Human Factors Training for Maternity Services: A North West London collaboration

Imperial College Health Partners (ICHP) are pleased to announce a new initiative aimed at raising the awareness of Human Factors for staff working in Maternity services across North West London.

Human FactorsJo Keating, Innovation Delivery Manager, shares her work on driving this new initiative forward and her passion for Human Factors:

“All healthcare workers are human and by nature humans make mistakes”.

NHS care is consistently of a high standard, however, there are a relatively small percentage of failures in these standards which can lead to devastating consequences for patients, staff and the public alike. The role of Human Factors is widely cited as a contributing factor in such failures.

Clinical Human Factors describes ‘the effects of teamwork, tasks, equipment, workspace, culture, organisation and individual characteristics on human behaviour and abilities and the application of that knowledge in clinical settings (National Quality Board, March 2012)’.

It is the awareness of the possibility of error keeps us intentionally alert when we are working in apparently risky situations. Staff who are aware of Human Factors are enabled to manage issues which can impact on the possibility of errors like: limited capacity of working memory, situational awareness, distractions, stress and fatigue. As such an understanding of Human Factors is closely aligned with quality improvement (National Quality Board, 2013)’.

Human Factors are frequently cited as contributory to clinical errors in high profile Maternity reports such as the MBRACE-UK confidential enquiry into Perinatal mortality and the Morecombe Bay report. Moreover, colleagues also empirically identify Human Factors as causal factors during the review of serious incidents. As such both; the Each Baby Counts report and The National Maternity Review, strongly advocate the need for staff training on Human Factors to raise awareness of the impact and support teams to recognise them.

My role at ICHP with this knowledge enabled me to led a North West (NW) London sector wide scoping exercise which highlighted specific interest from maternity services in developing a speciality specific Human Factors training programme.

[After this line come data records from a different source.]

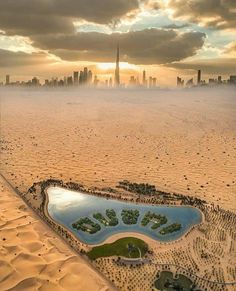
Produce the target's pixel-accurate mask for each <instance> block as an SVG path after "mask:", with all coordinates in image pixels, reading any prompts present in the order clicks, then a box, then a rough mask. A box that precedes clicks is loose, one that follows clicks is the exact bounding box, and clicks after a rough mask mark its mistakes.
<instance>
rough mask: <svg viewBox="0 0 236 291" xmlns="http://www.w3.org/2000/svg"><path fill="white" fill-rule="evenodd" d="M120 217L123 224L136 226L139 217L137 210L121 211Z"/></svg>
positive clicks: (127, 210) (126, 209) (137, 210)
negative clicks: (120, 215)
mask: <svg viewBox="0 0 236 291" xmlns="http://www.w3.org/2000/svg"><path fill="white" fill-rule="evenodd" d="M121 217H122V220H123V222H124V224H136V223H137V221H138V217H139V211H138V209H123V210H122V211H121Z"/></svg>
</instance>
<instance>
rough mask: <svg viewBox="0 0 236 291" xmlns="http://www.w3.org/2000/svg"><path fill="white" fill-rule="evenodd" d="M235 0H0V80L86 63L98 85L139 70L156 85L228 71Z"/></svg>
mask: <svg viewBox="0 0 236 291" xmlns="http://www.w3.org/2000/svg"><path fill="white" fill-rule="evenodd" d="M235 6H236V4H235V1H229V0H224V1H214V0H209V1H205V0H200V1H183V0H178V1H177V0H170V1H165V0H163V1H155V0H154V1H153V0H140V1H139V0H130V1H123V0H113V1H109V0H103V1H95V0H89V1H82V0H80V1H75V0H69V1H63V0H60V1H52V0H51V1H49V0H48V1H37V0H33V1H17V2H16V1H14V0H8V1H1V9H0V82H2V83H3V82H5V76H6V75H8V74H9V75H10V76H11V80H12V81H13V82H14V81H16V80H19V81H26V80H29V79H32V78H33V77H36V78H38V79H39V80H40V81H41V82H44V80H45V79H51V78H52V77H53V78H59V79H61V78H64V76H68V75H71V74H72V72H73V71H80V70H83V68H84V67H87V68H88V70H91V71H93V73H94V75H97V76H98V79H99V80H100V81H102V82H105V81H106V80H109V79H110V78H113V79H114V70H115V58H116V47H117V44H118V43H119V45H120V79H121V83H126V84H128V83H129V81H130V77H131V76H134V78H135V79H138V80H139V82H140V83H142V72H143V70H145V71H146V75H147V77H149V76H152V77H154V78H156V80H157V84H158V85H159V86H172V87H173V86H176V77H177V76H180V77H182V78H184V79H185V80H186V81H187V80H189V79H191V78H192V77H193V78H194V82H196V81H197V74H196V71H197V70H199V69H201V70H202V78H203V79H205V80H208V79H209V78H213V79H214V78H217V77H218V76H222V79H228V78H229V76H230V75H235V74H236V73H235V67H236V43H235V18H236V7H235Z"/></svg>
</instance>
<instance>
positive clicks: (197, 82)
mask: <svg viewBox="0 0 236 291" xmlns="http://www.w3.org/2000/svg"><path fill="white" fill-rule="evenodd" d="M201 74H202V73H201V70H198V71H197V84H198V85H200V84H201Z"/></svg>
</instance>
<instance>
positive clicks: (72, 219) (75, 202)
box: [47, 187, 202, 245]
mask: <svg viewBox="0 0 236 291" xmlns="http://www.w3.org/2000/svg"><path fill="white" fill-rule="evenodd" d="M47 194H48V206H47V208H48V213H49V215H50V216H51V218H52V219H53V220H54V221H55V222H57V223H59V224H62V225H63V226H65V227H66V228H67V229H69V230H70V231H71V232H72V233H74V234H75V236H76V237H77V238H78V239H79V240H80V241H82V242H84V243H86V244H89V245H94V244H100V243H102V242H104V241H105V240H106V239H107V238H108V237H110V236H111V235H114V234H117V233H125V232H136V233H140V234H144V235H146V236H148V237H150V238H152V239H154V240H157V241H162V242H169V241H174V240H177V239H179V238H180V237H181V236H183V235H184V234H185V233H186V232H187V231H188V230H189V229H190V228H191V227H192V226H194V225H196V224H199V223H200V222H201V220H202V214H201V212H200V211H199V210H198V209H197V208H193V207H188V206H159V205H149V204H141V203H140V204H136V203H131V202H123V201H119V200H115V199H107V198H104V197H98V196H93V195H89V194H86V193H81V192H76V191H72V190H68V189H64V188H61V187H49V188H48V189H47ZM108 209H109V210H111V209H112V210H114V212H115V215H116V217H117V220H118V223H117V224H116V225H115V226H109V225H105V224H103V223H101V221H98V220H97V219H95V218H94V214H96V213H100V214H102V216H103V217H104V218H105V219H107V220H109V219H108V217H107V215H106V210H108ZM124 210H125V211H126V210H138V212H139V215H138V218H137V223H134V224H125V223H124V221H123V220H122V215H121V214H122V211H124ZM147 213H152V214H155V215H159V216H161V217H166V219H167V221H166V222H164V224H162V225H160V226H158V227H156V228H155V229H153V228H152V227H153V224H155V221H154V222H153V219H152V220H150V222H149V223H147V224H146V225H145V226H144V225H143V224H142V221H143V218H144V217H145V215H146V214H147ZM82 218H89V220H90V221H92V222H93V223H94V224H96V225H99V226H98V228H99V230H98V231H97V232H95V233H89V232H88V231H83V230H82V229H76V228H75V227H73V224H75V223H76V222H78V221H80V220H81V219H82ZM174 224H179V225H181V227H180V229H178V230H175V231H173V232H168V233H166V234H164V235H163V233H161V230H163V229H164V228H167V229H168V226H170V225H174Z"/></svg>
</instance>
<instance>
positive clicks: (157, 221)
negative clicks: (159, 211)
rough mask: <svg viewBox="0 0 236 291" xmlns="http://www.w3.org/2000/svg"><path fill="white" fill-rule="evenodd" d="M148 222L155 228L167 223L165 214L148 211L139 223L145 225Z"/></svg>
mask: <svg viewBox="0 0 236 291" xmlns="http://www.w3.org/2000/svg"><path fill="white" fill-rule="evenodd" d="M149 222H152V223H153V225H152V226H151V229H157V228H158V227H160V226H161V225H163V224H165V223H167V218H166V216H165V215H160V214H156V213H153V212H150V211H148V212H147V213H146V214H145V216H144V217H143V219H142V221H141V224H142V226H146V225H148V223H149Z"/></svg>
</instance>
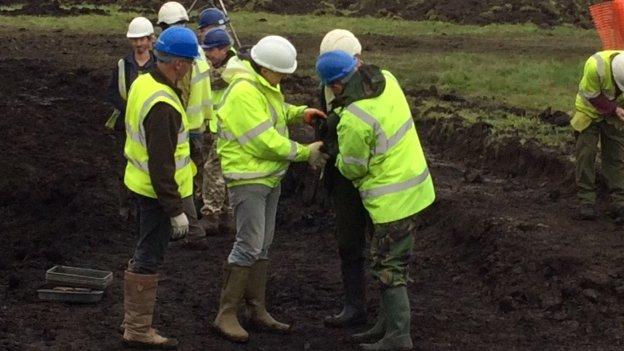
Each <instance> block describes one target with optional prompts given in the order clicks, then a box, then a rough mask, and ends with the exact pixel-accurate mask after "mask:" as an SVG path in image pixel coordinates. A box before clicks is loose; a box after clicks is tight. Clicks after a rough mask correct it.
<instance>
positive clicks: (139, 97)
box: [124, 74, 196, 199]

Building on this, in February 2018, through our strong ICHP sector partnerships and collaborations, we brought together clinical colleagues representing all six maternity services in NW London. This led to an agreement to collaborate and develop a sector wide training faculty to deliver Human Factors training to maternity service staff across the sector.

I have since driven this work forward and lead on the design and facilitation of three workshops for colleagues to review practice in other areas and design the delivery model and evaluation strategy to develop this sector wide training delivery model. This will see nearly 40 multidisciplinary staff, a mix of anaesthetists, obstetricians, neonatologists and midwives, developed as training faculty to support a long term, sustainable solution.

Through our continued development and vision for the faculty we aim to begin delivery of training in winter 2018 which will train many more staff in NWL London raising awareness and the role that human factors have in everyday care.

“Humans will always make mistakes, but we can mitigate these as much as humanly possible”.